Shoe giant Adidas has partnered with Materialise on a new concept for 3D printed shoes: Futurecraft 3D.
The concept’s goal is to develop a way to create custom-fitted shoes in a dynamic process involving 3D printing. Here’s how they describe their goal:
Imagine walking into an adidas store, running briefly on a treadmill and instantly getting a 3D-printed running shoe – this is the ambition of the adidas 3D-printed midsole. Creating a flexible, fully breathable carbon copy of the athlete’s own footprint, matching exact contours and pressure points, it will set the athlete up for the best running experience. Linked with existing data sourcing and footscan technologies, it opens unique opportunities for immediate in-store fittings.
You can see the concept in action, or at least the end result, in this video:
Note that they’re not actually 3D printing the entire shoe; instead they’re printing the midsole, which sits between the bottom surface that contacts the ground and the conventional upper portion. However, that midsole is the key part that controls the mechanical motion of the foot during walking and running.
It sounds breathtaking, and it will be once properly implemented. For now, it’s merely a concept, and part of Adidas’ “Futurecraft” series. Futurecraft is their “sandbox” for developing new products and processes.
The production breakthrough will take the running shoe standard to the next level, offering unprecedented individualized support and cushioning for every foot, to enable athletes to perform at their best.
The design of the midsole is fascinating. Devised by Materialise, the component includes a complex internal structure that’s both light and strong. It’s similar to other designs that fully leverage the ability of 3D printing to manufacture geometries not possible with other techniques.
The midsole is printed in TPU, a strong, but flexible plastic that is also sometimes used by desktop 3D printers. Unlike the desktop 3D printers that use TPU filament, Materialise’s process involves laser sintering fine TPU powder. They say it is “the first durable fully-flexible 3D printing material to be used in a consumer product, through Materialise’s certified manufacturing process”.

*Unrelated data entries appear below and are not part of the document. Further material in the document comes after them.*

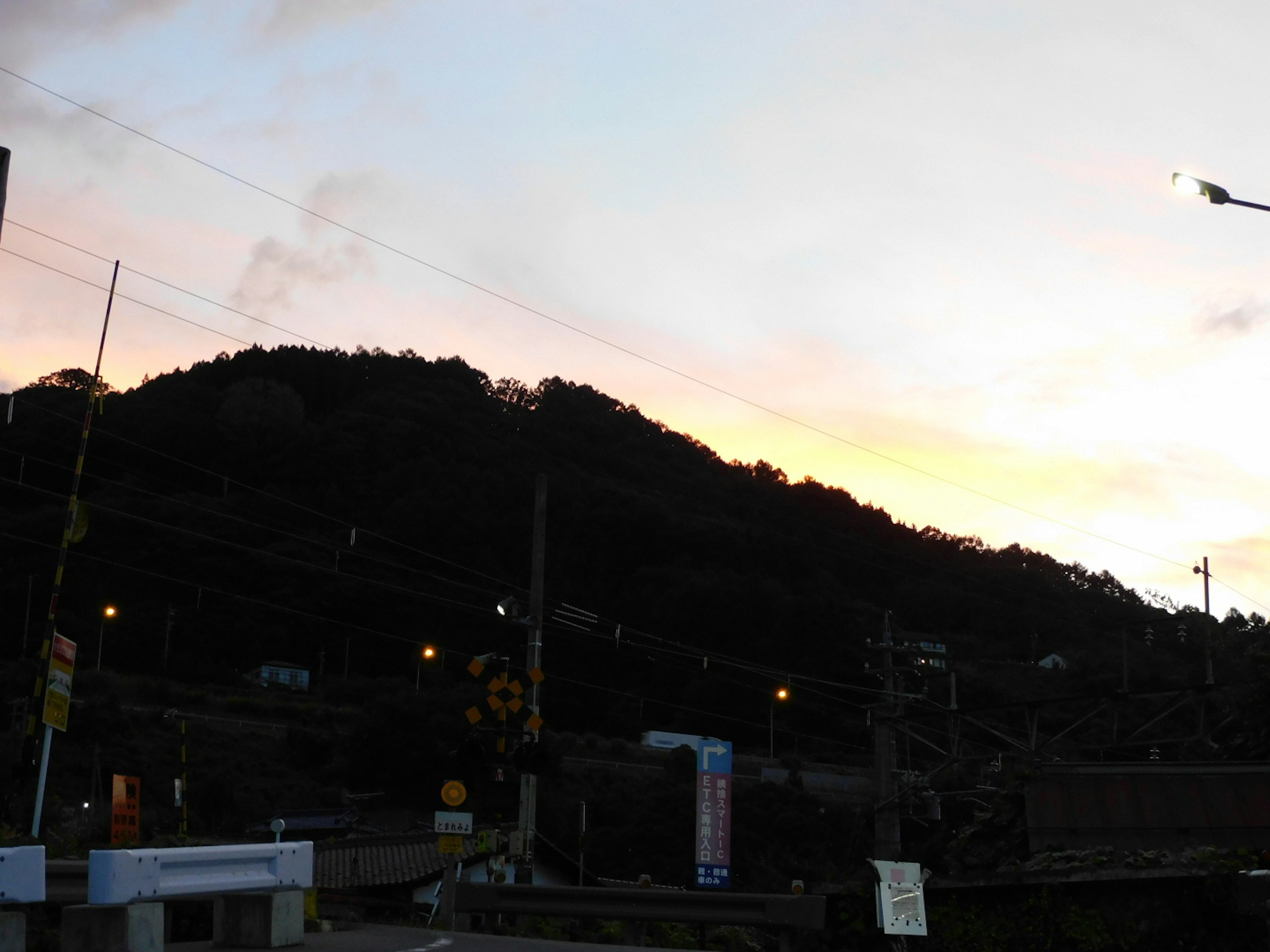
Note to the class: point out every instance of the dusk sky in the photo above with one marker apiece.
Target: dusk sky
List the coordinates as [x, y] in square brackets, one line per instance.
[943, 231]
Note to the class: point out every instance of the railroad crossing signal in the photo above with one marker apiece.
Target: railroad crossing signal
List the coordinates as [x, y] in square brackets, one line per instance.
[501, 705]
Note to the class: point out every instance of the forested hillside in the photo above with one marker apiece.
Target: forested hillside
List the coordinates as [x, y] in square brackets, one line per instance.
[332, 509]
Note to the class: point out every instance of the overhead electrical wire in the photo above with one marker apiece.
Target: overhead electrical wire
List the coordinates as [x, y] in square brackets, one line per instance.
[240, 546]
[323, 544]
[597, 338]
[125, 298]
[345, 524]
[314, 616]
[167, 285]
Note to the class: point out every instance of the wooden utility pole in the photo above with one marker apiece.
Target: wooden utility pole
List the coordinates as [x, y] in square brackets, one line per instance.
[532, 662]
[886, 810]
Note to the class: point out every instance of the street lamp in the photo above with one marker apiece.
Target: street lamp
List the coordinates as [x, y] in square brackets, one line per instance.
[1191, 186]
[101, 634]
[426, 654]
[782, 695]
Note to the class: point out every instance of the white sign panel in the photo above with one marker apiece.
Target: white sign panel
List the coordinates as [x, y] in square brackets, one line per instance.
[450, 822]
[901, 904]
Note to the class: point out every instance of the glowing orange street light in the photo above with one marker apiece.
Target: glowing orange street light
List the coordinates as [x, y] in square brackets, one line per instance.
[783, 694]
[1216, 195]
[101, 634]
[426, 654]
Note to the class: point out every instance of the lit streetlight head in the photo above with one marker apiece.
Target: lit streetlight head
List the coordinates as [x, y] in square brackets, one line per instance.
[1191, 186]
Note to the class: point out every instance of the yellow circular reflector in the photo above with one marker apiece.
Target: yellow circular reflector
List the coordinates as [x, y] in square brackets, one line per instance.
[454, 794]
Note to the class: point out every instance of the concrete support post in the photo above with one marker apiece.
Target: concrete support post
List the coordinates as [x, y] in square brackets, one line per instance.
[102, 928]
[13, 932]
[258, 920]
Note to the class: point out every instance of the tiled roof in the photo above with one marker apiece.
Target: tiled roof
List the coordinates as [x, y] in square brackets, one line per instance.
[381, 861]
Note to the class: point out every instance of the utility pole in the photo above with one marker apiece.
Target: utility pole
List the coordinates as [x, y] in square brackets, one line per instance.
[26, 621]
[886, 813]
[167, 636]
[1208, 625]
[532, 662]
[68, 529]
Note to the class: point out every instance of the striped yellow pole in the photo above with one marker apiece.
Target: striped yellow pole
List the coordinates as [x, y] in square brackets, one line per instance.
[33, 719]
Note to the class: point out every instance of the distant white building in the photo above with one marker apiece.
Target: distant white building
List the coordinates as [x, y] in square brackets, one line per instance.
[667, 740]
[286, 676]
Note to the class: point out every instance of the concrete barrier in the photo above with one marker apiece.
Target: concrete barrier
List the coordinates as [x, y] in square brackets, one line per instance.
[117, 876]
[22, 880]
[257, 892]
[22, 875]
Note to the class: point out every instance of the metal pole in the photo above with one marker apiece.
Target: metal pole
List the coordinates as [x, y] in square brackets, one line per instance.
[185, 787]
[69, 525]
[1208, 631]
[44, 777]
[534, 659]
[1124, 660]
[26, 622]
[167, 636]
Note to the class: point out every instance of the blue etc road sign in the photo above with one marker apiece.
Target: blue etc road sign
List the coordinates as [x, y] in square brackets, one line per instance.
[713, 820]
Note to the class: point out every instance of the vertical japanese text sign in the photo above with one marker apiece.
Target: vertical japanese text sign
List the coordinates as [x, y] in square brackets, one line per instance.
[58, 690]
[125, 810]
[713, 823]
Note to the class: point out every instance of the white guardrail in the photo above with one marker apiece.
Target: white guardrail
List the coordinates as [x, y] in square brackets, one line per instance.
[119, 876]
[22, 875]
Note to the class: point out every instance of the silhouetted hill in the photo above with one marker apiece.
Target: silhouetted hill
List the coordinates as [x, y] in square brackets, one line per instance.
[299, 504]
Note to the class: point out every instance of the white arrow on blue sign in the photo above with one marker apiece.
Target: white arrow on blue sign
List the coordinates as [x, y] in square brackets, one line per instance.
[713, 817]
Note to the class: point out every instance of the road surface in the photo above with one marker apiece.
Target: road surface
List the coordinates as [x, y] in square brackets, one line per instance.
[401, 938]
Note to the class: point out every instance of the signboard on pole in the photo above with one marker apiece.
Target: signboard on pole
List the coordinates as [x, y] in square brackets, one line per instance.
[713, 818]
[125, 810]
[447, 822]
[58, 689]
[901, 904]
[450, 846]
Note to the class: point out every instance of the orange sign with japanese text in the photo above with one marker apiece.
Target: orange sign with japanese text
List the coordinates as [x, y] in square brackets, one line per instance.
[58, 687]
[125, 810]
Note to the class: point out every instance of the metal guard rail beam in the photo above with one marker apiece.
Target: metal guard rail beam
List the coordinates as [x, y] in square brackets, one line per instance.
[644, 905]
[119, 876]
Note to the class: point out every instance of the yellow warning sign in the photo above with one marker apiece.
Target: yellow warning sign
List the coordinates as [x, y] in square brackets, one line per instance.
[450, 845]
[58, 691]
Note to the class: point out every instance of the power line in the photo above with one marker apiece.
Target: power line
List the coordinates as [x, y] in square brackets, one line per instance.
[167, 285]
[343, 524]
[599, 339]
[298, 537]
[101, 287]
[240, 546]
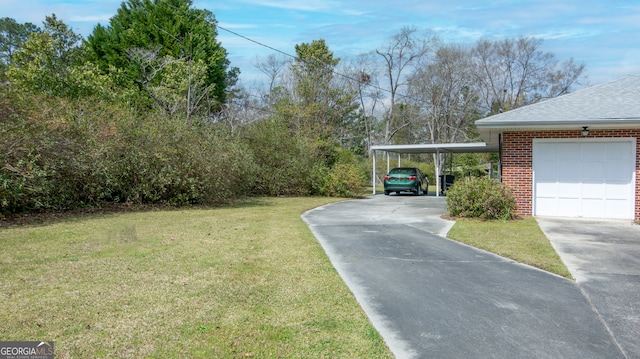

While the 3D printing production process appears to be in good shape, we’re wondering about the software required to dynamically adapt the design for the wearer. They describe “running on a treadmill”. This likely involves some type of sensors that would detect feet and and measure them, both width and length and somehow the depth, too, which is necessary for preparation of the midsole 3D model.
The formula for producing midsoles from measurements has been known by podiatrists for years, but ensuring accurate and reliable 3D models from treadmill sensors in a store setting will certainly be quite challenging.
We’re looking forward to future developments.